At the age of 14, Carey was apprenticed to a shoemaker and began to be influenced by a fellow apprentice who was a religious Dissenter. Through this influence Carey eventually left the Church of England and joined a Congregational church. In 1781 he married, and in the following years he taught himself Greek, Hebrew, Italian, Dutch, and French in his spare time and, it is said, while he was working on shoes.
Carey also became involved with a local Baptist congregation, and in 1783 he was baptized and began to preach in this congregation. In 1789 he became the full-time pastor of a Baptist church. In 1792 he founded the Baptist Missionary Society and also published what would become a revolutionary missionary manifesto: An Enquiry into the Obligations of Christians to use Means for the Conversion of the Heathens. This book scripturally justified missionary activity and was responsible for overcoming much of the resistance toward it that was common at the time.

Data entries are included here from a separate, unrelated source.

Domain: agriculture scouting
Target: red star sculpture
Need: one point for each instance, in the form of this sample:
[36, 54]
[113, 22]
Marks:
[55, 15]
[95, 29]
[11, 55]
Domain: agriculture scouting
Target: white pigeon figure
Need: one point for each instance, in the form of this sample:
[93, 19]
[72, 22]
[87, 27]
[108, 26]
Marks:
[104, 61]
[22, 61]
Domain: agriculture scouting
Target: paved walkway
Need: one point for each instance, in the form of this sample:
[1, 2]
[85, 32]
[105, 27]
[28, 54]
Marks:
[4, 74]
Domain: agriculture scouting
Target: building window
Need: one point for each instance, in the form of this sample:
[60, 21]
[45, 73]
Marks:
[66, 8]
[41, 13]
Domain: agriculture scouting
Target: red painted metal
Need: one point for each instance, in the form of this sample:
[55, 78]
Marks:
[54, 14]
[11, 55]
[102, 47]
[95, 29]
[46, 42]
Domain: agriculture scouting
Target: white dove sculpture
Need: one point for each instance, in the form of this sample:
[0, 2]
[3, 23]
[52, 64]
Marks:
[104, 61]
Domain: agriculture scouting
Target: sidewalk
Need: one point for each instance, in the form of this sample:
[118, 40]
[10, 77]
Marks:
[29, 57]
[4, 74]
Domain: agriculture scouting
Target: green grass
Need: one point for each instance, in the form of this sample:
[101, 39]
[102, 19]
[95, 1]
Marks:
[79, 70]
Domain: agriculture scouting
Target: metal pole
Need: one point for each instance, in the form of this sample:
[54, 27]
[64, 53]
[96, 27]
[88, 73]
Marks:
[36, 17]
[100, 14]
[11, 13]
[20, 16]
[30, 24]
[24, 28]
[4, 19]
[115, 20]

The following year Carey committed himself to missionary work in India; he and his wife arrived in Calcutta in November 1793. In the next six years Carey worked full-time to support himself and his family, during which time he learned Bengali and translated the New Testament into that language. But life was far from easy. His son Peter died of dysentery, and his wife Dorothy suffered a nervous breakdown from which she never fully recovered.

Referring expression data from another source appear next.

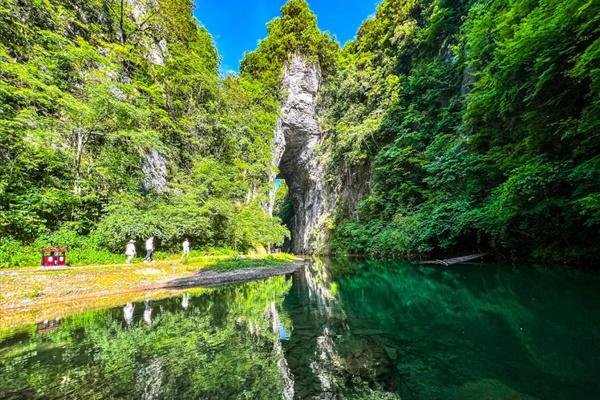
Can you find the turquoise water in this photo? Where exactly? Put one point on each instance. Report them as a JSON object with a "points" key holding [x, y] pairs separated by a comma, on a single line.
{"points": [[339, 329]]}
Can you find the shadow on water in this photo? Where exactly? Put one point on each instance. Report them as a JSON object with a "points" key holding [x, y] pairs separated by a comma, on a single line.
{"points": [[338, 329]]}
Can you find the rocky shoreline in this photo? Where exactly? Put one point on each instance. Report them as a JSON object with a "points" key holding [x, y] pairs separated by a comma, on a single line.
{"points": [[207, 278]]}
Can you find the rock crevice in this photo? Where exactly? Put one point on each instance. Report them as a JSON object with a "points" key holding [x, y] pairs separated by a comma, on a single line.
{"points": [[297, 137]]}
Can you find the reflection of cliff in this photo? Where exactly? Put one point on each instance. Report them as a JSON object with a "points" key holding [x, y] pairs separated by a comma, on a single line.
{"points": [[316, 319], [204, 351]]}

Carey’s personal situation was difficult at every turn, and he wrote “This is indeed the valley of the shadow of death to me. But I rejoice that I am here notwithstanding; and God is here.” His work was also often hindered by the British East India Company which was still hostile to missionaries, and in 1800 Carey moved his family to the Danish colony of Serampore.
In fact, it took seven years of labor before Carey saw the first conversion as a result of his work, but it was a significant conversion. In 1802, the daughter of that first convert married someone outside her social caste, and the wedding was a demonstration that Christianity rejected the castes that divided India.
Carey’s work now began to thrive. Over the next 20 years he translated the Bible into dozens of major Indian languages and dialects and also founded a college – the first in Serampore – to train indigenous ministers. He also influenced the Governor-General of India to begin to put a stop to the infant sacrifice and the forced suicide of widows that were common practices in Indian society.
When he died in 1834, Carey had suffered much, but he died peacefully. He had persevered through faith, and tremendous things had been accomplished through his service as a minister, Bible translator, social activist, and, as is often said, as the modern-day father of missions.